Core encryption key management framework for serverless

I just noticed this project and it would make sense to add something similar to this to the core of serverless. It might be possible to hide all of this in a cross platform way.

The basic idea is that you would have a command in your yml file to generate keypairs for each stage and to store the private keys in encrypted storage (like SSM). The twist here is that the keypairs are generated at the cloud provider and the private key is placed into SSM without any human being able to look at it.

A couple of reasons to want keys like this…

  1. RSA private key for an IOT CA
  2. VAPID server encryption key
  3. EC2 private key
  4. Oath server secrets

sls would have a companion lambda function it uses to generate these keys via a custom cloudformation command. In the linked github repo the lambda function has the ability to generate several different key types.

Then an admin account can upload lambdas that have to ability to read these private keys but have not ability to print out their values. No human ever has to see the key. And the ability to upload a lambda with this role permission can be locked down with MFA. The keys are never stored locally where they can inadvertently leak.

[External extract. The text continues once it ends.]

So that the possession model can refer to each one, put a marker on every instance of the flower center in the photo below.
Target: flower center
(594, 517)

I’ve started cobbling together the pieces I specifically need to implement my solution, but a general purpose solution would be much more useful. By making this work with production stages, it would help build a secure practice like this in from the start of development.

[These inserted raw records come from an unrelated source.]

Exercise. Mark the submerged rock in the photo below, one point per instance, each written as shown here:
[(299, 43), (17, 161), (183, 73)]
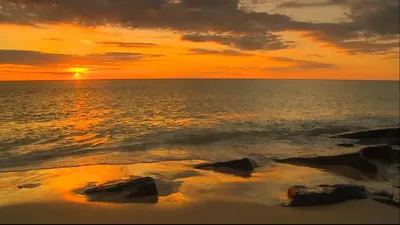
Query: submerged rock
[(125, 190), (374, 136), (354, 160), (393, 132), (241, 167), (301, 195), (387, 200), (347, 145), (383, 194), (381, 152)]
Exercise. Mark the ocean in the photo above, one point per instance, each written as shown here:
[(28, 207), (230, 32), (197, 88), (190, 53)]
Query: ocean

I’ve started hacking this together…

functions:
  KeysResource:
    role: digidevlambda
    handler: vapidkeys.handler
  
resources:
  Resources:

    MyKeysResource:
      Type: Custom::MyKeysResource
      Properties:
        TriggerRun: "1"  # increment this to force the VAPID Key generation function to run
        Stage: $<opt:stage, self:provider.stage>
        ServiceToken:
          'Fn::GetAtt': [KeysResourceLambdaFunction, Arn]
    digidevlambda:
      Type: AWS::IAM::Role
      Properties:
        Path: /
        RoleName: digidevlambda
        AssumeRolePolicyDocument:
          Version: '2012-10-17'
          Statement:
            - Effect: Allow
              Principal:
                Service:
                  - lambda.amazonaws.com
              Action: sts:AssumeRole
        Policies:
          - PolicyName: digiDefaultPolicy
            PolicyDocument:
              Version: '2012-10-17'
              Statement:
                - Effect: Allow # note that these rights are given in the default policy and are required if you want logs out of your lambda(s)
                  Action:
                    - logs:CreateLogGroup
                    - logs:CreateLogStream
                    - logs:PutLogEvents
                  Resource: arn:aws:logs:$<opt:region, self:provider.region>:*:log-group:/aws/lambda/*:*:*
                - Effect: Allow
                  Action:
                    - ssm:PutParameter
                  Resource: "*"

  Outputs:
    VAPIDPublicKey:
      Value:
        {"Fn::GetAtt": ["MyKeysResource", "VAPIDPublicKey"]}

And the lambda routine

  const response = require('cfn-response');
  const webpush = require('web-push');
  const AWS = require("aws-sdk");
  const ssm = new AWS.SSM();
  
  exports.handler = function(event, context) {
    console.log(event);

    if (event.RequestType == "Update") {
      let keys = webpush.generateVAPIDKeys();
      var params = {
        Name: '/VAPID/' + event.ResourceProperties.Stage + '/publicKey', /* required */
        Type: 'SecureString',
        Value: keys.publicKey,
        Description: 'VAPID public key for server push',
        Overwrite: true
      };
      ssm.putParameter(params, function(err, data) {
        if (err) console.log(err, err.stack); // an error occurred
        else     console.log(data);           // successful response
      });
      params.Name = '/VAPID/' + event.ResourceProperties.Stage + '/privateKey';
      params.Value = keys.privateKey;
      params.Description = "VAPID private key for server push"
      ssm.putParameter(params, function(err, data) {
        if (err) console.log(err, err.stack); // an error occurred
        else     console.log(data);           // successful response
      });
      return response.send(event, context, response.SUCCESS, {
        VAPIDPublicKey: keys.publicKey
      });
    } else {
      return response.send(event, context, response.SUCCESS, {
        VAPIDPublicKey: ''
      });
    }
  };

One thing to watch out for, if you make a syntax error in the lambda function it will exit and not send a reply to cloudformation. That will result in cloudformation hanging for an hour before it decides to give up and exit. It will look like cloudformation is stuck, but sooner or later it will decide to exit. So don’t do what I did and initially put this into a stack that takes a couple of hours to rollback and rebuild. Debug it standalone first.

What is the purpose in doing all of this? The private key was generated on AWS instead of a local machine. Since it was never on a local machine there is no way to accidentally expose it – and a lot of people have been burnt very badly by accidentally exposing private keys. The only way to see the private key is to log into my root AWS account which is MFA protected, but you should never need to do that.

Another plus - SSM keeps a history of all of these keys. So you have to work at it in order to lose your old key values. Should help in preventing accident deletion.